El anuncio lo hizo Zúñiga durante una comparencia ante el plenario legislativo, al que compareció para informar sobre los avances de una comisión especial -que ella preside- que busca soluciones a los conflictos de tierra en las comunidad indígenas.

En particular, la audiencia fue convocada para que la ministra informara sobre el conflicto en la comunidad Bribri de Salitre, donde personas no-indígenas han invadido tierras y realizado acciones violentas contra los miembros de la comunidad, como las intimidaciones armadas y la quema de ranchos.

Zúñiga dijo a los diputados que la violación de sus territorios no es un problema exclusivo de la comunidad de Salitre, sino de otros 24 territorios indígenas "abandonados históricamente por el Estado costarricense".

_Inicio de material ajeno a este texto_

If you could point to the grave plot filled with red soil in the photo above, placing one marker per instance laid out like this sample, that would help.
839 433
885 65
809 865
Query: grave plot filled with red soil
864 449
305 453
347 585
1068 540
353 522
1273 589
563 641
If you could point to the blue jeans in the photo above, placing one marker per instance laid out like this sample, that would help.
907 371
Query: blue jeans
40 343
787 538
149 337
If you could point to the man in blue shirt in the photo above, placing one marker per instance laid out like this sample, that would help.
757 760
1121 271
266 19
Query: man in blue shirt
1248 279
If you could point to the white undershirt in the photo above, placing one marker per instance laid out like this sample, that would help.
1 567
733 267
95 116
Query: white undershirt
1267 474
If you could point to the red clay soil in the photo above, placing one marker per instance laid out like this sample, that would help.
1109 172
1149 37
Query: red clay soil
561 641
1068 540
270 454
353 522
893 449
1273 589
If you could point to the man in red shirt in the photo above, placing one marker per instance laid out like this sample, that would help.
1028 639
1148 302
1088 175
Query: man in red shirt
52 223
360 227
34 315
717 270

El proyecto de ley, que desde hace dos décadas ha entrado y salido del Congreso sin lograr su aprobación, busca dar mayor autonomía a los pueblos indígenas para la administración de sus tierras, que serían declaradas "inalienables" e "intransferibles".

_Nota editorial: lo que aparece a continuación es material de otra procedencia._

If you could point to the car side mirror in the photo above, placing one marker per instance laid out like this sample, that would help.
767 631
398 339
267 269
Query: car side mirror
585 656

La normativa reconoce también los juicios consuetudinarios de los pueblos indígenas como procesos compatibles con el sistema jurídico del país.

La enseñanza de la lengua y la cultura originarias; el reconocimiento de patentes para la medicina natural indígena y los procedimientos de consulta a estas comunidades sobre asuntos nacionales que puedan afectar sus intereses, son otras de las disposiciones del proyecto de ley.

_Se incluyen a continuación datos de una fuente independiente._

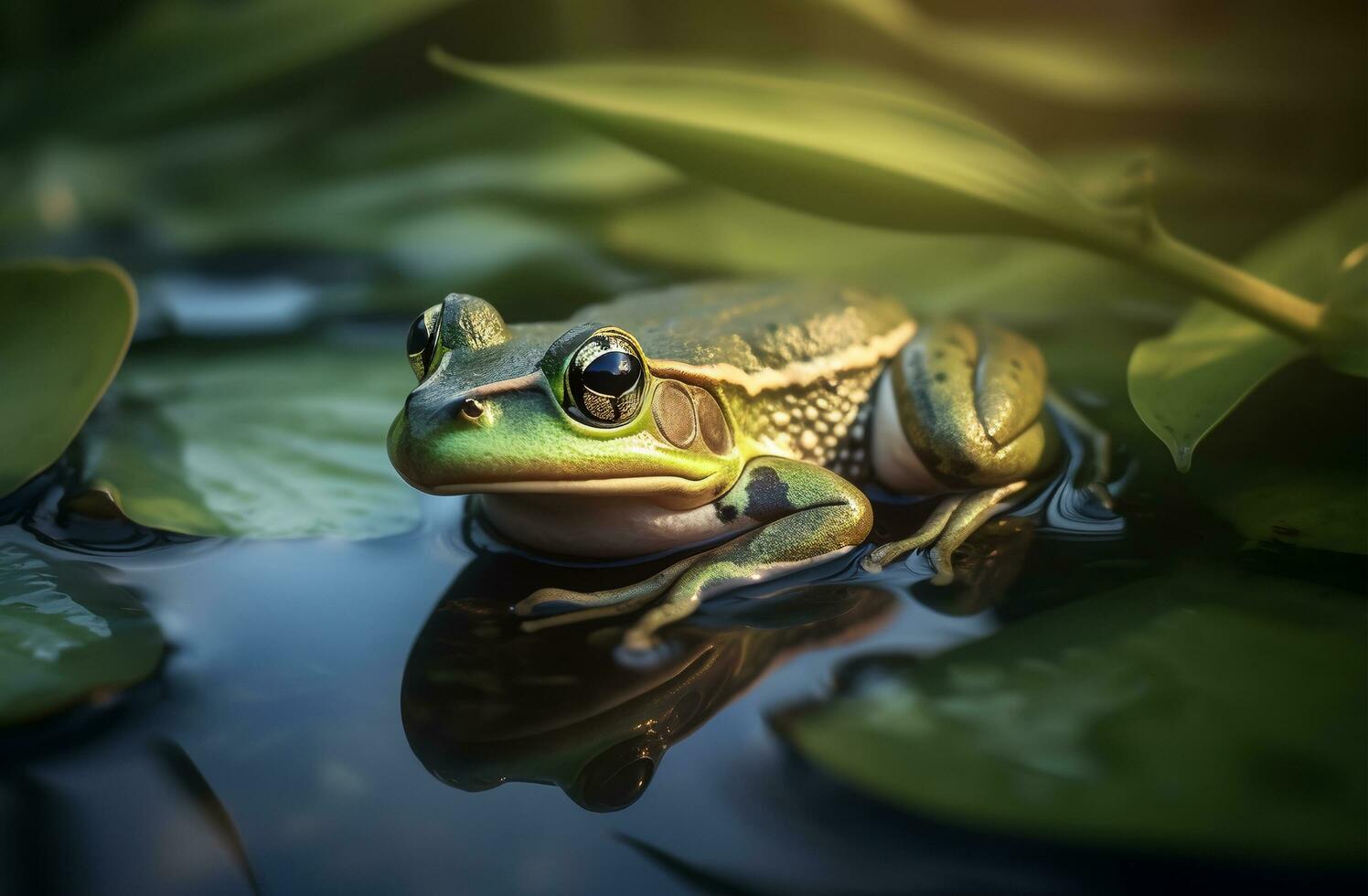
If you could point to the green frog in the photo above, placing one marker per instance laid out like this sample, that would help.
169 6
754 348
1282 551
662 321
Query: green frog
736 419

Organismos internacionales como la Organización Internacional del Trabajo (OIT)y el Alto Comisionado de las Naciones Unidas para los Derechos Humanos (ACNUDH) han insistido ante las autoridades de Costa Rica en la necesidad de aprobar esta legislación.

La ministra aseguró que el gobierno, el Congreso y el Poder Judicial comparten la responsabilidad de atender las demandas de los pueblos indígenas y tomar las medidas necesarias y urgentes para proteger los derechos de esta población.